Stop Treating AI Chats as Private: What <em>United States v. Heppner</em> Means for Privilege, Confidentiality, and Discovery.
It’s 2026, and many professionals still treat generative-AI chats like a private channel. In United States v. Heppner, a federal court rejected that assumption in a way that matters for privilege, confidentiality, and discovery. The court held that certain AI-generated materials created through a defendant’s interactions with Anthropic’s Claude were not protected by attorney-client privilege or the work-product doctrine, making them subject to production. For executives, in-house teams, and litigants using consumer AI tools to analyze sensitive facts or strategy, Heppner is a warning: your prompts and outputs may be treated like communications with a third party, which means it is not a protected channel. So, if you think your “private” prompt is safe, think again.
The underlying fact pattern is straightforward and increasingly common. After receiving a subpoena and before indictment, the defendant used a consumer generative-AI tool to help organize facts and develop defense-related materials. He did so on his own, not at counsel’s direction. Those AI-generated materials later became the subject of a discovery dispute, one the court resolved by concluding that neither attorney-client privilege nor work-product protection applied.
The court rejected the privilege claim at the threshold because the AI documents were not communications between the defendant and counsel. The court noted that Claude is not an attorney, and “in the absence of an attorney-client relationship, the discussion of legal issues between two non-attorneys is not protected by attorney-client privilege.” The opinion also emphasized that recognized privileges presuppose a trusting human relationship with a licensed professional who owes fiduciary duties and is subject to professional discipline, something that cannot exist between a user and a consumer AI platform.
Privilege also failed on confidentiality. The court relied heavily on Anthropic’s written privacy policy, which states that it collects both the users’ “inputs” and the model’s “outputs.” The company goes on to warn that it may use that data to “train” Claude, and reserves the right to disclose it to “third parties,” including “governmental regulatory authorities,” and in connection with “claims, disputes, or litigation.” On that basis, the court concluded the defendant could not have had a “reasonable expectation of confidentiality” in communications with Claude. The court distinguished this from private notes a client prepares for counsel because the defendant first shared the equivalent of those notes with a third party.
The work-product argument fared no better. Even assuming the materials were created in anticipation of litigation, the court held the doctrine did not apply because the AI Documents were not prepared “by or at the behest of counsel” and did not reflect defense counsel’s strategy. Defense counsel conceded that he “did not direct” the Claude searches and that the documents were prepared by the defendant “on his own volition.” The court concluded that the defendant was not acting as counsel’s agent for work-product purposes.

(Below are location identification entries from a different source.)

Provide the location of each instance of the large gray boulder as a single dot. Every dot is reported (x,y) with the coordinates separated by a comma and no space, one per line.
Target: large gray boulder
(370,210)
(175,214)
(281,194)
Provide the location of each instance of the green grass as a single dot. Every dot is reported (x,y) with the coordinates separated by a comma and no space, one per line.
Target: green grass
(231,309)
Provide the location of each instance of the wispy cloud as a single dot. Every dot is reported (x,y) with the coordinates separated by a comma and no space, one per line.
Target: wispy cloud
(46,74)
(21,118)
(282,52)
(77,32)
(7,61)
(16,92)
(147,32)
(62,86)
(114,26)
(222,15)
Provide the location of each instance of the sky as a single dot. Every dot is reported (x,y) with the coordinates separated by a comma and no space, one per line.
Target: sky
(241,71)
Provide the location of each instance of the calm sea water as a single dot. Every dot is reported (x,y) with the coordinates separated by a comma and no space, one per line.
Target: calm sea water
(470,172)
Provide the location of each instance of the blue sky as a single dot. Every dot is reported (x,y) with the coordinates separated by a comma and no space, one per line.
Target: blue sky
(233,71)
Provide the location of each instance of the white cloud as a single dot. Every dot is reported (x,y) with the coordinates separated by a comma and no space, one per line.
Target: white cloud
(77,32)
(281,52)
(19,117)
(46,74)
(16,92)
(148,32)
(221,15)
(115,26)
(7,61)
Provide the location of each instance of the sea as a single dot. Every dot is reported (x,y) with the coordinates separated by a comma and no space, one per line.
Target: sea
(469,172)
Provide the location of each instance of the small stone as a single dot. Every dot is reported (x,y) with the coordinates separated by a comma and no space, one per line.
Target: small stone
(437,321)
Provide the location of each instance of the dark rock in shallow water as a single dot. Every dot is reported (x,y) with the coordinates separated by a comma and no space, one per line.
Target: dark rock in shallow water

The implications are broader than this one defendant. Heppner is a warning to at least three groups: (1) self-represented litigants who use consumer AI to draft pleadings or test defenses; (2) corporate employees who paste internal contracts, investigation summaries, or privileged communications into AI tools for “summaries” or “risk flags”; and (3) criminal defendants and witnesses who use AI to organize facts or refine narratives while an investigation is underway. The common problem is the same: using a third-party platform to generate litigation-adjacent materials can undermine confidentiality and make those materials fair game in discovery.
Importantly, the opinion is not a blanket rule that “AI can never be involved in privileged work.” The court addressed the specific record before it: a consumer AI platform, used independently by the client, under terms that contemplate collection and potential disclosure of user data. On those facts, the privilege and work-product arguments failed. That leaves open the practical possibility that different facts—such as use of a contractually restricted enterprise system under counsel’s direction with strong confidentiality controls—could present a different analysis.
For lawyers practicing in the Fifth Circuit, the “necessary intermediary” concept is not an easy escape hatch. Under Fifth Circuit authority applying the United States v. Kovel framework, extending privilege to third-party assistance turns on necessity and integration into the provision of legal advice—not convenience. If an AI tool is used simply because it is faster or cheaper, that record is a problem. To have any serious privilege argument, the use must be tightly controlled, at counsel’s direction, and demonstrably necessary to interpret or translate information for legal advice.
The Heppner ruling is likely the first of many fights over generative AI’s proper role in litigation. The practical takeaway for clients and attorneys is simple: don’t treat consumer AI like a privileged channel unless the tool is contractually locked down, used at counsel’s direction, and truly necessary to provide legal advice.
The safest course is to assume that every prompt you type could become a future exhibit. If the facts are sensitive, don’t type them into a browser window or a public-facing chatbot. Instead, use an enterprise system your lawyer has approved, with terms that prohibit provider human review and prohibit training on your data. However, given the quickly shifting legal landscape, the safest option may be the most conventional: close the laptop, lock your phone, and talk to a human attorney who actually owes you a duty of confidentiality.